An animal within himself. He’d always felt it, fought it down every day. White men thought Indians were animals. He would prove them wrong, even if it meant brutally tethering a part of himself. But that hidden beast recognized her, saw its like within her. And demanded.
He felt his senses sharpen almost painfully, becoming aware of everything in the room—the fly buzzing in one corner, the sap smell of the wooden table. Most of all, her.
She stared at him with equal fascination, her hands spread upon th
e table as though leaning toward him without thought. Her breath came faster, her ripe pink lips slightly parted. He heard each intake and exhalation, saw the widening of her pupils within those storm eyes of hers.
A deep, barely audible growl rose in the back of Nathan’s throat as he started toward her.
The sound seemed to rouse them both from a trance. Nathan forced himself to take a step back, cursing himself. Hell. He wasn’t truly a damn animal.

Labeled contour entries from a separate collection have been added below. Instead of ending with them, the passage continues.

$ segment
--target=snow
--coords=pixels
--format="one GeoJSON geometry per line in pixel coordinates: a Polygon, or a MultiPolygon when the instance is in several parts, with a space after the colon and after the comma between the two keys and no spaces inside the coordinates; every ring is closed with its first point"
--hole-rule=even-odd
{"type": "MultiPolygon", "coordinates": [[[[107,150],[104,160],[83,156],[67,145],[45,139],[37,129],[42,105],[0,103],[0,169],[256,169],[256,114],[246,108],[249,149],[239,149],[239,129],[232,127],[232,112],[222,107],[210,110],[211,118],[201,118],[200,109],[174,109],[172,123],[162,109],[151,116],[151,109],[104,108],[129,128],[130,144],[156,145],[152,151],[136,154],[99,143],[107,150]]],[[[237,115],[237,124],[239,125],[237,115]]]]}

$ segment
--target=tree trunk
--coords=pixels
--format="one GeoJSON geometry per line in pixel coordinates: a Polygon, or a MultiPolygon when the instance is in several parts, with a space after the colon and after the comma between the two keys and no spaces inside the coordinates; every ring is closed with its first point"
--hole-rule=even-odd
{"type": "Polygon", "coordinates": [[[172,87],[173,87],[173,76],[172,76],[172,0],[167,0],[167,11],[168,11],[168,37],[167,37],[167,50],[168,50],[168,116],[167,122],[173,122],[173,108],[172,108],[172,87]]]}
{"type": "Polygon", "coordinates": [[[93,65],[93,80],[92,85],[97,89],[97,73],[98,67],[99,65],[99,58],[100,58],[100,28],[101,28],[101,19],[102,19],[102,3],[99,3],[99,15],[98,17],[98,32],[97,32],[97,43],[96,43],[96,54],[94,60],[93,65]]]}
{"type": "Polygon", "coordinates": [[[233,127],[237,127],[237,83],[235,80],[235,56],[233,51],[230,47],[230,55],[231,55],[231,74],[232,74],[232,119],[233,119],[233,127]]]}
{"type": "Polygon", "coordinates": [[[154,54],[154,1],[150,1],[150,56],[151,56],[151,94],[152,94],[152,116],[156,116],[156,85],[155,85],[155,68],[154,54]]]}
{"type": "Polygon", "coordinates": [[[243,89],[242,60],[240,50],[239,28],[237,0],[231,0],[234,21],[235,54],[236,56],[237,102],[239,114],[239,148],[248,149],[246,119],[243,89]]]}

Astrid Bramfield curled her hands into themselves and glanced away. The next time Nathan saw her eyes, they had become as remote and cold as a glacier.
“Mrs. Bramfield,” Sergeant Williamson said, entirely unaware of what had just transpired, “this is Nathan Lesperance. He is an attorney from the firm that represents Douglas Prescott.”
She gave Nathan a clipped nod but said nothing. He returned the nod, wary of her silence. Some white women found his presence to be an affront, the savage aping the dress and manners of a superior race; others thought him dangerously intriguing, like a pet wolf. How did Astrid Bramfield see him? And why did he care?
Despite her reserve, something charged and alive paced between them in the small room. They continued to regard each other across the table.
“Why don’t we sit?” the sergeant offered.
“I’ll stand,” Mrs. Bramfield said. Her voice was sensuous and low, unexpectedly cultured. She was English. That wasn’t entirely surprising. Canada was full of Britons, both English and Scottish. Why Astrid Bramfield’s Englishness, out of everything, should surprise Nathan, he had no idea, but the thought of a well-bred Englishwoman living the life of a solitary mountain man caught him off guard. He wondered what had driven her to seek isolation in this untamed corner of the world. At some point, there had to be a Mr. Bramfield.